Me costó aceptarlo puesto que siempre es posible encontrar argumentos débiles ante la insistencia que me hacía ver que lo estaba necesitando.
Poco a poco sentía que mis argumentos en contra se volvían más y más débiles y las ganas de aceptar se hacían más y más fuertes.
Así fue como me encuentro en este oasis de tranquilidad y paz.
A unos pocos kilómetros de la ciudad. A pocos pasos de la ruta (el zumbido de los coches al pasar es el único ruido que se puede escuchar)
Entre árboles (paraísos, palmeras, moras, ceibos y casuarinas), algunas manchas de césped verde y otras de gramilla amarilla por la seca me encuentro con aquella antigua construcción.
Hacía más de treinta años que no llegaba hasta allí pero al entrar los rostros de aquellos jóvenes me asaltan y me envuelven para que recuerde un muy grato momento allí vivido.
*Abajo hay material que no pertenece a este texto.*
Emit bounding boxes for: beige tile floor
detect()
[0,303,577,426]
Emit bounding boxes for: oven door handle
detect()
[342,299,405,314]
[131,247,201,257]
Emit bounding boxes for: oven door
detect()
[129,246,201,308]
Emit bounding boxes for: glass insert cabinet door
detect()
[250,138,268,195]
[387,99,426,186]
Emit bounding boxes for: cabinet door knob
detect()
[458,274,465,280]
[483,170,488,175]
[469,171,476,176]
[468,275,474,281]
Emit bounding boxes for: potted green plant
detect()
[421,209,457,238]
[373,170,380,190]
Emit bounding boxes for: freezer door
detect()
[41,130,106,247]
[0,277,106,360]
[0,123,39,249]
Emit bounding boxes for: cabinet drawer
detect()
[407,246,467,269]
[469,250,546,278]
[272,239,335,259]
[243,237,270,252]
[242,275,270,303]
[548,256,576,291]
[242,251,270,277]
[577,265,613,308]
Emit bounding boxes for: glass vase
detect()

Estaban todos aquellos rostros que tanto han significado para mí.
Hoy la vida nos ha llevado por caminos muy diversos pero ahora estaba cada uno de ellos, haciéndose presente en aquel salón amplio donde habíamos compartido largas, muy largas, charlas con búsquedas muy intensas.
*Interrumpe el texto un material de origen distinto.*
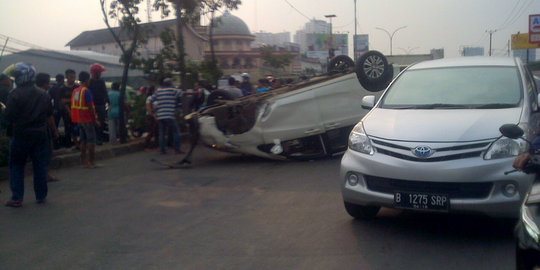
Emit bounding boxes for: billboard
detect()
[530,14,540,43]
[305,33,348,58]
[511,33,540,50]
[354,34,369,52]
Luego de ese primer momento donde los recuerdos me invadieron con increíble fuerza me hundí en la profundidad de aquel oasis de tranquilidad y paz.
No había horarios que cumplir ni llamados que atender puesto era para el uso personal y el sereno disfrute.
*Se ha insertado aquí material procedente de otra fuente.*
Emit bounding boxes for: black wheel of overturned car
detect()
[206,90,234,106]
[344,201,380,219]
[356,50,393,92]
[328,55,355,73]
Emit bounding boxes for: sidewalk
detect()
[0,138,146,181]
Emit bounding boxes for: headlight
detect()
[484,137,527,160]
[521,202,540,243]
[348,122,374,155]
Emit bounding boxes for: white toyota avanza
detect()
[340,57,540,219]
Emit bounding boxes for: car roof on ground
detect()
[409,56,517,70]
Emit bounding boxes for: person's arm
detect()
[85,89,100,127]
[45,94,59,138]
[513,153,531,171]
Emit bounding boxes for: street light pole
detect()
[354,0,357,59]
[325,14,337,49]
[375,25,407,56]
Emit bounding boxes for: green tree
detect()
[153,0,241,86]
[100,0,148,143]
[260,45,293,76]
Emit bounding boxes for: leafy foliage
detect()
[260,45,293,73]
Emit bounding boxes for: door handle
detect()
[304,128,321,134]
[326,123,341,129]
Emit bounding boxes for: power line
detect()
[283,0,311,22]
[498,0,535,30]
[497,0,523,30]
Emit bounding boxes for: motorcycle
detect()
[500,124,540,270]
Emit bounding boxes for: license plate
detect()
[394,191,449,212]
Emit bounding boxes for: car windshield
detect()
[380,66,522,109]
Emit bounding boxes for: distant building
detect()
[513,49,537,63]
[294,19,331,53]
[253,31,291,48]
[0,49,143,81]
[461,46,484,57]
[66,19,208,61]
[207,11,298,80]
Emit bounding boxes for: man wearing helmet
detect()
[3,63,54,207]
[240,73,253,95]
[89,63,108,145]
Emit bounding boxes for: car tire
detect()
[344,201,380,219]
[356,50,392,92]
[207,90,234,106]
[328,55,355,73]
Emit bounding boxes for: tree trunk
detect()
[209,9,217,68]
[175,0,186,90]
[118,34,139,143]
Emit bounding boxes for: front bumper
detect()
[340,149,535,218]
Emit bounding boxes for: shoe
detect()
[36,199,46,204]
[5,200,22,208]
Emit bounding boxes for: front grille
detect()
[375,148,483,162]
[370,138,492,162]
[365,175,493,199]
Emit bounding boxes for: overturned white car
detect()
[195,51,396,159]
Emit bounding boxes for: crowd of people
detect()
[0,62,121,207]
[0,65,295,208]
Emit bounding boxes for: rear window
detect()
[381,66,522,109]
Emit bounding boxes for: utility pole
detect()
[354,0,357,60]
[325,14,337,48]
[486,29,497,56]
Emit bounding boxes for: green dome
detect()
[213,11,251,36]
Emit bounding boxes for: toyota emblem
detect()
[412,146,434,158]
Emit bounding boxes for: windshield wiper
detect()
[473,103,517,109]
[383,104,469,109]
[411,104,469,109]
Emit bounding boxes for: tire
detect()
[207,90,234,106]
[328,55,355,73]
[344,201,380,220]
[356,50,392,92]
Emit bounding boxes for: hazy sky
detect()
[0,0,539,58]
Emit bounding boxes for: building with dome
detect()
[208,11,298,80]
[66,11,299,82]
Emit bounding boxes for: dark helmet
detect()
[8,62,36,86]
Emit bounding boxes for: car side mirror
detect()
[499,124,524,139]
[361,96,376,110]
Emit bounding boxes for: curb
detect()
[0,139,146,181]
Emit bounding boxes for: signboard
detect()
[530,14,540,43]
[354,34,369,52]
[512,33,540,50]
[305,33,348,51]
Nada impedía pudiese perderme en horas de lectura.
Nada impedía pudiese dormir haciéndolo el tiempo que el cuerpo me lo reclamase. Podía despertarme a las siete o a las nueve y nada resultaba distinto.
Hubo momentos en que mi mente intentó pensar en lo que había dejado pero me convencí que, hacer tal cosa, no valía la pena hacerlo puesto que nada podía revertir a tal distancia.
Cuando la mente me invitaba a volver a pensar en lo dejado mi ser me invitaba a cambiar los pensamientos y, así, permanecer en serenidad.
Vivía el presente y el mismo era todo tranquilidad y paz.
Uno de los momentos fuertes del día era la eucaristía. Sin horario para comenzar, sin tiempo para cumplir y sin estructuras que condicionasen.
Éramos, únicamente, nosotros y todas esas personas que siempre están en nuestra mente. Esa gente que siempre está presente en nuestras eucaristías puesto que son parte importante de nuestra vida. Esa gente que jamás se va de nuestras oraciones y de nuestra gratitud.
Ellos sí podían ocupar un lugar pues siempre están y no podían dejar de estar. Sabía no estaba solo pese a que la soledad ocupaba casi todos los momentos del día.
Sin duda que me siento un privilegiado de poder disfrutar de este espacio y de tanta, tantísima, tranquilidad.
Sin duda que me siento un privilegiado de haber tenido este “parate” que pensaba no necesitaba y descubría lo mucho que podía disfrutarlo.
¿Calor? ¿Silencio? Nada de ello puedo tener en cuenta puesto que nada de ello puede impedirme el disfrute de estas jornadas donde, parecería, todos nos hemos propuesto aprovechar de la mejor manera posible.
Parecería nada aparece para destruir esa tranquilidad y paz que se vive en estos momentos y en este lugar.
Como que hemos dejado, guardadas en alguna mochila, nuestras diferencias para saborear a grandes tragos de la tranquilidad que se nos ofrece.
Guardado en algún bolso se ha quedado lo que nos distancia para ayudarnos a estar disfrutando a pleno esta realidad.
Con el corazón distendido por la paz y la tranquilidad sólo se me ocurre un inmenso gracias a todos aquellos que lo hicieron posible.